Kabar tersebut disambut kegembiraan. "Drum berhias pita merah putih ditabuh di Jawa, Sumatra, Bali, Kalimantan, hingga Timor," demikian cuplikan isi artikel "Indonesia Opens New Chapter as Sovereign State", yang dimuat koran Australia Canberra Times pada 28 Desember 1949.
Mengutip Wikipedia, Belanda baru mengakui tanggal kemerdekaan Indonesia 17 Agustus 1945, dilakukan pada 16 Agustus 2005, sehari sebelum peringatan 60 tahun proklamasi kemerdekaan Indonesia, oleh Menteri Luar Negeri Belanda Bernard Rudolf Bot dalam pidato resminya di gedung Deplu. Pada kesempatan itu, Pemerintah Indonesia diwakili oleh Menlu Hassan Wirajuda.
Keesokan harinya, 17 Agustus 2005, Bot juga menghadiri Upacara Kenegaraan Peringatan Hari Ulang Tahun ke-60 Kemerdekaan RI di Istana Negara, Jakarta.
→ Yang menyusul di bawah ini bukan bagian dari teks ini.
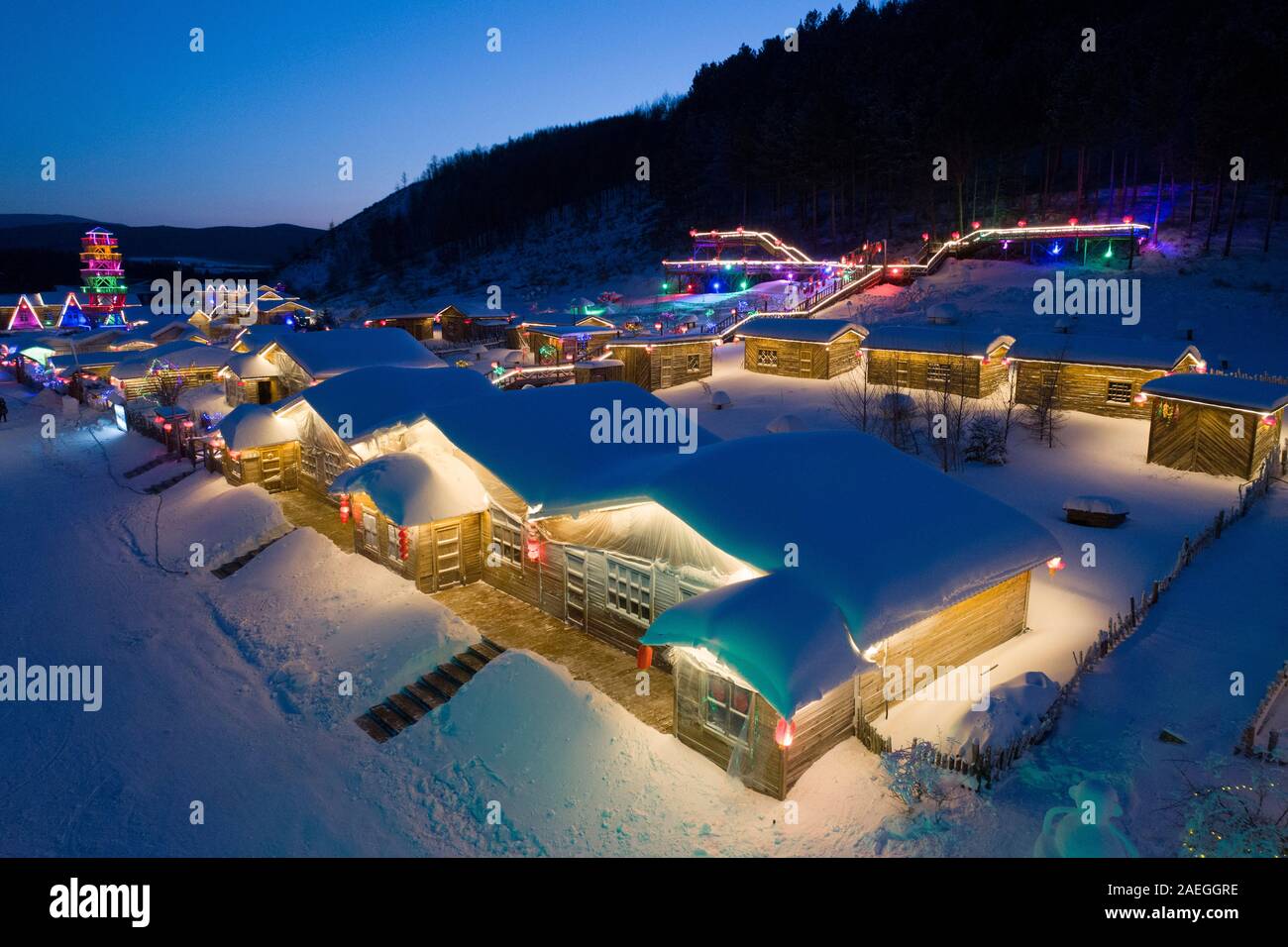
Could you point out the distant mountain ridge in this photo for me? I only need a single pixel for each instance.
(268, 245)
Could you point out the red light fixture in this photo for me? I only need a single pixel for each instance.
(785, 732)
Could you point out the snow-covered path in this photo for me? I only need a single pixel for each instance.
(1223, 616)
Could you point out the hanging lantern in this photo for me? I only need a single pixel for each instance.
(785, 732)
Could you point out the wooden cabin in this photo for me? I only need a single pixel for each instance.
(419, 515)
(307, 359)
(566, 344)
(802, 348)
(1098, 375)
(252, 379)
(1216, 424)
(465, 329)
(632, 543)
(419, 325)
(664, 361)
(361, 414)
(257, 446)
(597, 369)
(936, 359)
(145, 372)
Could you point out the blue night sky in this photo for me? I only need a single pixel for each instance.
(249, 132)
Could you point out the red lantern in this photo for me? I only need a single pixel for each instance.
(785, 732)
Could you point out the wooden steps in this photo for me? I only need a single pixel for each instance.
(426, 693)
(233, 565)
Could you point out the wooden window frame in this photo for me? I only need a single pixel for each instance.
(728, 710)
(635, 587)
(1109, 393)
(510, 549)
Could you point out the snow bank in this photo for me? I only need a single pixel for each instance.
(304, 612)
(227, 521)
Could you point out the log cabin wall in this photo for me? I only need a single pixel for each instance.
(275, 467)
(951, 637)
(758, 761)
(1094, 389)
(922, 371)
(786, 357)
(1185, 436)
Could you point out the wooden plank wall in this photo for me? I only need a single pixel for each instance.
(1198, 437)
(964, 373)
(795, 359)
(760, 764)
(1083, 386)
(952, 637)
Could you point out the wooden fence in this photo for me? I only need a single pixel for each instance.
(1248, 741)
(990, 764)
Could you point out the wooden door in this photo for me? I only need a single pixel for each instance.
(447, 556)
(270, 471)
(575, 587)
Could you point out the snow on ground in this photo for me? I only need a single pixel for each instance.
(1173, 673)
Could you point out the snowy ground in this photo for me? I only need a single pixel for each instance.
(226, 690)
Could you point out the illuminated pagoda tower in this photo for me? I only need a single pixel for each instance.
(103, 278)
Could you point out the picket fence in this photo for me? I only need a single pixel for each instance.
(990, 764)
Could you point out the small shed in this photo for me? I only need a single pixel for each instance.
(259, 447)
(664, 361)
(1099, 375)
(252, 379)
(419, 325)
(1218, 424)
(936, 359)
(800, 347)
(420, 515)
(463, 328)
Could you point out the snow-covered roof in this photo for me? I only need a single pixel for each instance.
(571, 330)
(323, 355)
(180, 355)
(413, 488)
(1222, 390)
(252, 365)
(1102, 350)
(384, 397)
(799, 330)
(539, 442)
(743, 626)
(945, 341)
(249, 427)
(932, 541)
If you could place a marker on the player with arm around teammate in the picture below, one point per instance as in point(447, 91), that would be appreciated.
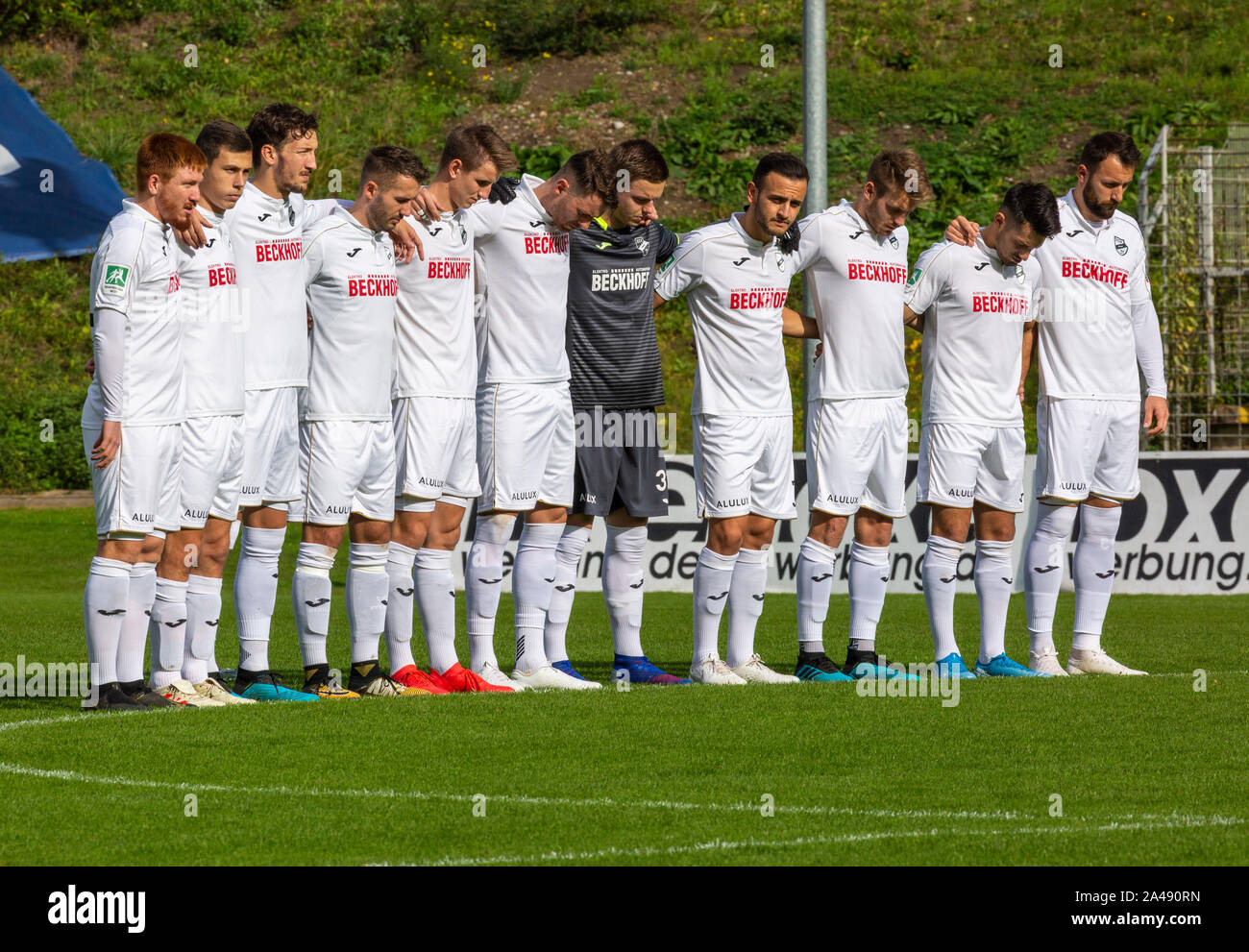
point(737, 278)
point(975, 306)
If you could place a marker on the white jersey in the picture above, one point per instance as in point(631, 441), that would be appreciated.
point(351, 289)
point(267, 240)
point(737, 287)
point(854, 279)
point(1093, 277)
point(436, 346)
point(135, 271)
point(975, 308)
point(524, 316)
point(212, 323)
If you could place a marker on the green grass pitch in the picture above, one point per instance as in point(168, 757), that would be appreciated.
point(1147, 769)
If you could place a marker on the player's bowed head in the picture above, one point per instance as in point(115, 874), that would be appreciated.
point(388, 182)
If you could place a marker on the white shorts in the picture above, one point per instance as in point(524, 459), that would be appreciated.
point(270, 448)
point(435, 452)
point(137, 493)
point(742, 465)
point(961, 464)
point(857, 455)
point(350, 469)
point(211, 469)
point(526, 450)
point(1087, 448)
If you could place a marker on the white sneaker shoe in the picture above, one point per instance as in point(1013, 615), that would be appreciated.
point(1045, 662)
point(712, 670)
point(183, 691)
point(1095, 662)
point(491, 673)
point(754, 670)
point(551, 676)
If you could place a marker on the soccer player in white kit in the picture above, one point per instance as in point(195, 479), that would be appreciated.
point(737, 278)
point(266, 229)
point(435, 415)
point(133, 415)
point(974, 306)
point(525, 423)
point(187, 606)
point(856, 260)
point(350, 477)
point(1095, 324)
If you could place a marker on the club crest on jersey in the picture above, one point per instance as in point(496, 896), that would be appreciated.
point(115, 278)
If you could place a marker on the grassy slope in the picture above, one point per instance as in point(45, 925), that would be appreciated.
point(1144, 766)
point(969, 84)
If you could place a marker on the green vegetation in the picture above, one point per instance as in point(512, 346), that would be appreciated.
point(1150, 771)
point(975, 87)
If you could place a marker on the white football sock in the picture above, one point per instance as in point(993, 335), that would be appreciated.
point(401, 586)
point(567, 557)
point(869, 578)
point(367, 585)
point(532, 583)
point(483, 581)
point(994, 578)
point(1043, 565)
point(311, 593)
point(713, 574)
point(1094, 573)
point(436, 598)
point(941, 577)
point(623, 586)
point(746, 603)
point(134, 623)
point(817, 568)
point(255, 590)
point(104, 607)
point(167, 631)
point(203, 616)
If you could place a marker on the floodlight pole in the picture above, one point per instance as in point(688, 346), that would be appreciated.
point(815, 144)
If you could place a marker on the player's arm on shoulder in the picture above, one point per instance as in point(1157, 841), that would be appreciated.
point(796, 325)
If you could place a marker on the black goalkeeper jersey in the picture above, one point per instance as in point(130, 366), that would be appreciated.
point(612, 353)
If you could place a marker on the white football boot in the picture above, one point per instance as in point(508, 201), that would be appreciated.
point(551, 676)
point(1045, 662)
point(183, 691)
point(754, 670)
point(490, 672)
point(1095, 662)
point(712, 670)
point(215, 691)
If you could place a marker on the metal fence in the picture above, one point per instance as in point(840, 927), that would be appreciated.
point(1194, 212)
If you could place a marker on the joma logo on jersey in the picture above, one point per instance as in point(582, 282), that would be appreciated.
point(223, 275)
point(373, 286)
point(1094, 271)
point(999, 303)
point(453, 269)
point(758, 298)
point(282, 250)
point(546, 244)
point(875, 271)
point(633, 280)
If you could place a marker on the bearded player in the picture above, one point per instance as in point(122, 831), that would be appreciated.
point(737, 277)
point(1097, 324)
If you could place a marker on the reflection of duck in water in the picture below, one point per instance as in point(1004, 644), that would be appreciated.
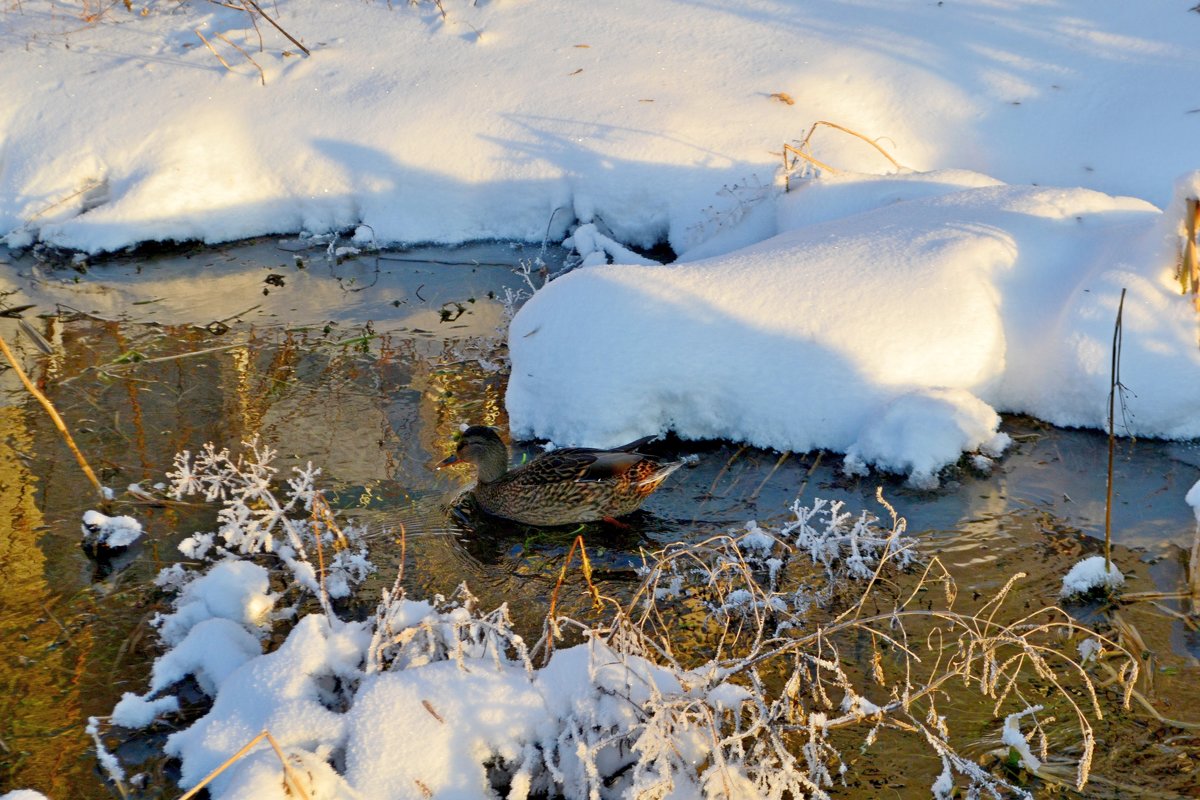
point(563, 486)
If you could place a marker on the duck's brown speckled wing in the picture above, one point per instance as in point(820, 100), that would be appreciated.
point(577, 464)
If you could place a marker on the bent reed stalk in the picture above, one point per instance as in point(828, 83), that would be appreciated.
point(58, 421)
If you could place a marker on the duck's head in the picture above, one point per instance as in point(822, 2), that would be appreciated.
point(481, 446)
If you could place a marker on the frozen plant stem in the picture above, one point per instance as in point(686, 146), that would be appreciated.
point(54, 417)
point(1114, 384)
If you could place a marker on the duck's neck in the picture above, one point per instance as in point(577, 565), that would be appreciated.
point(493, 467)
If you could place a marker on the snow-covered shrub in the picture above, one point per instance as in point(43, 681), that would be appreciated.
point(720, 677)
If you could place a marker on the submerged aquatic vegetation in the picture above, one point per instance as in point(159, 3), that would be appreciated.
point(748, 665)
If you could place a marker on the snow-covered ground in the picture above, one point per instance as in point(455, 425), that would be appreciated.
point(883, 312)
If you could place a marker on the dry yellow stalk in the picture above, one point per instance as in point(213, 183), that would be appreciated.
point(54, 417)
point(288, 773)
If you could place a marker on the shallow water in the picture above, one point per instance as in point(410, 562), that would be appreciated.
point(366, 366)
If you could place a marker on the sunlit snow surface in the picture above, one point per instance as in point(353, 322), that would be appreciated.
point(880, 312)
point(892, 330)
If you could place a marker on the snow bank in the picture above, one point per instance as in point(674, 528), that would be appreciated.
point(888, 319)
point(485, 120)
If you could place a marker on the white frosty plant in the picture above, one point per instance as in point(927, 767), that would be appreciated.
point(297, 528)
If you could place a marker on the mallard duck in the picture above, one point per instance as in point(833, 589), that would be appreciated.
point(561, 487)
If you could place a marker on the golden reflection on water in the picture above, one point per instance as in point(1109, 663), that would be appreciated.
point(376, 411)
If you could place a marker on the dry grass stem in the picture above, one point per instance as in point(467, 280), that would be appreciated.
point(214, 50)
point(54, 417)
point(279, 28)
point(1114, 388)
point(262, 76)
point(288, 773)
point(803, 151)
point(1189, 271)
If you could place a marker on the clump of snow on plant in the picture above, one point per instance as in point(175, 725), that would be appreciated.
point(1011, 734)
point(1193, 499)
point(1090, 575)
point(103, 531)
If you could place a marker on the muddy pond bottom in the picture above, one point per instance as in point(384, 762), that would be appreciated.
point(366, 365)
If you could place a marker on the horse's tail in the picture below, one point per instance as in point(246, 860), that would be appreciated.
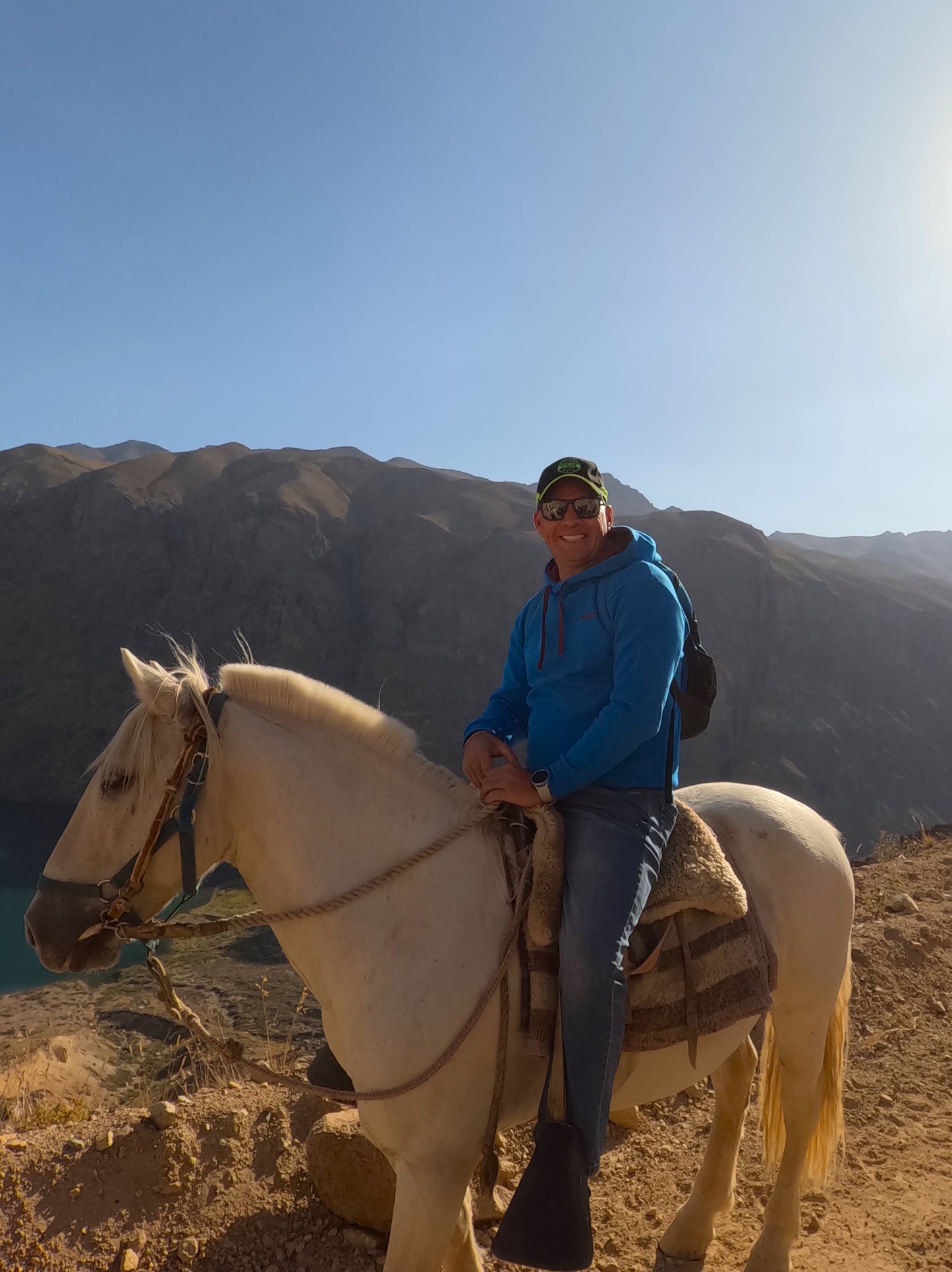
point(827, 1138)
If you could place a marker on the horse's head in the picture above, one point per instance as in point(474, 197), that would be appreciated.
point(112, 822)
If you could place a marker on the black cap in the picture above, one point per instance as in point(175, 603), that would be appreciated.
point(582, 470)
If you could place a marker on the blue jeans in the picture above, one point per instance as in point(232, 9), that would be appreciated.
point(614, 840)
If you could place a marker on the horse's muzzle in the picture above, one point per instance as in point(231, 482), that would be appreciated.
point(53, 925)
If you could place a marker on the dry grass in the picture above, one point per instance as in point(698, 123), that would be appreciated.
point(889, 848)
point(35, 1109)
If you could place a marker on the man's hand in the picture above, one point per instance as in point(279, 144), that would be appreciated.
point(478, 756)
point(509, 784)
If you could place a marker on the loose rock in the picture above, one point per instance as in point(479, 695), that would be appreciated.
point(188, 1250)
point(360, 1239)
point(163, 1113)
point(351, 1177)
point(490, 1207)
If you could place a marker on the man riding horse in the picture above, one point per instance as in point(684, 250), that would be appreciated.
point(588, 682)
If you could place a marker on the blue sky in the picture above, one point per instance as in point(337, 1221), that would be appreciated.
point(707, 245)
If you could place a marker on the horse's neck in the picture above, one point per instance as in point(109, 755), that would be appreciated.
point(310, 818)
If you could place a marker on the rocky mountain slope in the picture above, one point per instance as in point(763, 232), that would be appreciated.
point(928, 552)
point(399, 584)
point(228, 1180)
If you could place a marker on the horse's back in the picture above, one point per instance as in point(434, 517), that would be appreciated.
point(796, 872)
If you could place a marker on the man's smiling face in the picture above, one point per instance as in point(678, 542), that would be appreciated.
point(574, 544)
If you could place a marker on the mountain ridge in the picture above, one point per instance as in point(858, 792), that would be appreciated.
point(369, 575)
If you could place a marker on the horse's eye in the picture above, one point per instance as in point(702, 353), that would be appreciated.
point(116, 784)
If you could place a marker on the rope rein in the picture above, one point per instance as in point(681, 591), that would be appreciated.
point(258, 919)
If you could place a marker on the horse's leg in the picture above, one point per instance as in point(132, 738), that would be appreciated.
point(693, 1227)
point(432, 1225)
point(801, 1039)
point(464, 1254)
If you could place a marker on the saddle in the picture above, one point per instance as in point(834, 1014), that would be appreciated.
point(698, 960)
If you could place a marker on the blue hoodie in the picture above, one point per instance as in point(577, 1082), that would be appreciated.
point(589, 672)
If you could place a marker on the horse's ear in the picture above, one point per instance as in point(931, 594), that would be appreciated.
point(153, 685)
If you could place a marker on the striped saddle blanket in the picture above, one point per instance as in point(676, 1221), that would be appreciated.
point(698, 961)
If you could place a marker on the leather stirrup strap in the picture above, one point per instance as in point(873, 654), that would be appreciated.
point(556, 1103)
point(690, 991)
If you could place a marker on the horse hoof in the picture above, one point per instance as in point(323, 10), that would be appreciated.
point(325, 1070)
point(667, 1263)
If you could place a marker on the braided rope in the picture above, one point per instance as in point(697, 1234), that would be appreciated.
point(258, 919)
point(264, 1072)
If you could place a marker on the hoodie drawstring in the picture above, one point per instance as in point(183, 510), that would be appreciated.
point(542, 643)
point(562, 629)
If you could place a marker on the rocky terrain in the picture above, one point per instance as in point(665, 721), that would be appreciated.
point(926, 552)
point(399, 584)
point(225, 1187)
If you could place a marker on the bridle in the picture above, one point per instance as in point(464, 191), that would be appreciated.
point(169, 821)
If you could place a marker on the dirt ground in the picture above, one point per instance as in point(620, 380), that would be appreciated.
point(228, 1177)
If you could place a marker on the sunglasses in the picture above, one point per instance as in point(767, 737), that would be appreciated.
point(585, 508)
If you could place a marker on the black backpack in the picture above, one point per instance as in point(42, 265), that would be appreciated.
point(700, 690)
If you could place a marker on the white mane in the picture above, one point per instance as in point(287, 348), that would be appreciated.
point(273, 691)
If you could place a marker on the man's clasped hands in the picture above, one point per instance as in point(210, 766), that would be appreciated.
point(497, 784)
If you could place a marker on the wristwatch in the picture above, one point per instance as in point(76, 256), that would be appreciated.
point(540, 780)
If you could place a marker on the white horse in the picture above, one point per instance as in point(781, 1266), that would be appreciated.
point(312, 793)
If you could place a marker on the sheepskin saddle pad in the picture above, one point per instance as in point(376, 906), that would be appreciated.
point(698, 960)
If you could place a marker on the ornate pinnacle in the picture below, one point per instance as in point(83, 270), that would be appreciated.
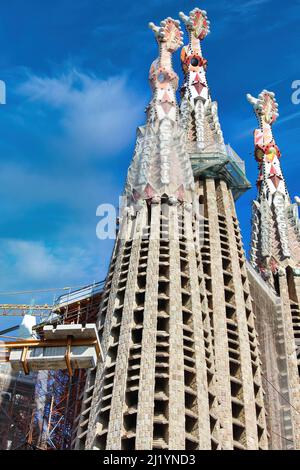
point(265, 107)
point(168, 33)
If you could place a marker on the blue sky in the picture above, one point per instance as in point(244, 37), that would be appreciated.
point(76, 76)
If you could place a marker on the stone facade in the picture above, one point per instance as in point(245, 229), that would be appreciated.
point(183, 368)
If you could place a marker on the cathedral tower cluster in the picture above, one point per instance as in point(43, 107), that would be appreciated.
point(182, 366)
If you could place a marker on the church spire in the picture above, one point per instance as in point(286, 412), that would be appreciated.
point(161, 165)
point(199, 113)
point(276, 227)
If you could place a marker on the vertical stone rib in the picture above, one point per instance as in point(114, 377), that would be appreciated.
point(119, 388)
point(145, 414)
point(118, 253)
point(176, 378)
point(291, 358)
point(202, 387)
point(220, 327)
point(247, 377)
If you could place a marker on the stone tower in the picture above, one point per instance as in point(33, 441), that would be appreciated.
point(275, 255)
point(182, 368)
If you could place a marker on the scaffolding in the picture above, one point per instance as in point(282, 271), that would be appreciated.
point(55, 402)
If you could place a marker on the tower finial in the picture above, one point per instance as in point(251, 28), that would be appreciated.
point(168, 34)
point(270, 207)
point(265, 107)
point(197, 23)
Menlu Ben Bot menegaskan, kehadirannya pada upacara Hari Ulang Tahun RI ke-60 dapat dilihat sebagai penerimaan politik dan moral bahwa Indonesia merdeka pada 17 Agustus 1945. Atas nama Belanda, ia juga meminta maaf.
Langkah Bot ini mendobrak tabu dan merupakan yang pertama kali dalam sejarah.
Pada 4 September 2008, juga untuk pertama kalinya dalam sejarah, seorang Perdana Menteri Belanda, Jan Peter Balkenende, menghadiri Peringatan HUT Kemerdekaan RI. Balkenende menghadiri resepsi diplomatik HUT Kemerdekaan RI ke-63 yang digelar oleh KBRI Belanda di Wisma Duta, Den Haag.